Shalit v. Shalit

138 A. 70, 126 Me. 291, 1927 Me. LEXIS 55
CourtSupreme Judicial Court of Maine
DecidedJune 29, 1927
StatusPublished
Cited by11 cases

This text of 138 A. 70 (Shalit v. Shalit) is published on Counsel Stack Legal Research, covering Supreme Judicial Court of Maine primary law. Counsel Stack provides free access to over 12 million legal documents including statutes, case law, regulations, and constitutions.

Bluebook
Shalit v. Shalit, 138 A. 70, 126 Me. 291, 1927 Me. LEXIS 55 (Me. 1927).

Opinion

Deasy, J.

The wife of Harold M. Shalit brings this suit against -his mother. In her writ the plaintiff declares that the defendant did “by arts, enticements and inducements alienate the affections of the said Harold M. Shalit from her, said plaintiff.” The jury returned a verdict in favor of the plaintiff for seven thousand dollars. The case comes to this Court on two motions, one general and the other grounded on newly discovered evidence.

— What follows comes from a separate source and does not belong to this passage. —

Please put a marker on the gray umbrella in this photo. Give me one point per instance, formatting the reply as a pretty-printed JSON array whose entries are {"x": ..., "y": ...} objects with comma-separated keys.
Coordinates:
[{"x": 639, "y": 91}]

The record is voluminous. Not to speak of depositions, letters and documents the oral evidence taken out before the jury filled 735 pages. Much of it is sharply conflicting. Such material facts as are unquestioned may be summarized thus:

Harold M. Shalit of Portland, married Alice White of Boston on July 3rd 1923. Soon after their marriage they established their home in the Marlborough apartment house at Portland, owned by the defendant. For a time the wife’s relations with her husband and his mother were harmonious. The elder Mrs. Shalit treated the son’s wife kindly and generously. Harold was dependent upon his mother. She paid him fifty dollars per week. This was largely a gratuity, though he performed some service for her in looking after the apartment house. Later the family life- became unpleasant. The unpleasantness seems to have culminated when Mrs. White, the plaintiff’s mother, came to Portland to visit her daughter. After some troubles unnecessary to describe in detail Harold employed an officer to order Mrs. White to leave the premises. She left and on January 3rd, 1924, plaintiff went back to her former home in Boston. From that time on the plaintiff lived with her parents in Massachusetts, while her husband, continued to reside in Portland. On June 15th, 1924, in Boston, the plaintiff gave birth to a child. The defendant provided three hundred and fifty dollars for expense of confinement. For some period, both before and after this, the husband paid his wife an allowance of at least twenty-five dollars per week. For a time the payment of this allowance was suspended. Harold says that by the suspension he hoped to induce his wife to return to Portland. At the instance of the plaintiff or her father Harold was indicted and arrested in Boston for non-support. Proceedings to compel support were also instituted in the Probate Courts of Maine and Massachusetts. Later the' instant suit was brought against the mother. The plaintiff has always had custody of the-child. Shortly [293]*293after the child’s birth it was given over to a Mrs. Casey to keep and care for.' The husband made unsuccessful efforts to find and see it. Omitting many details, the above are the salient undisputed facts.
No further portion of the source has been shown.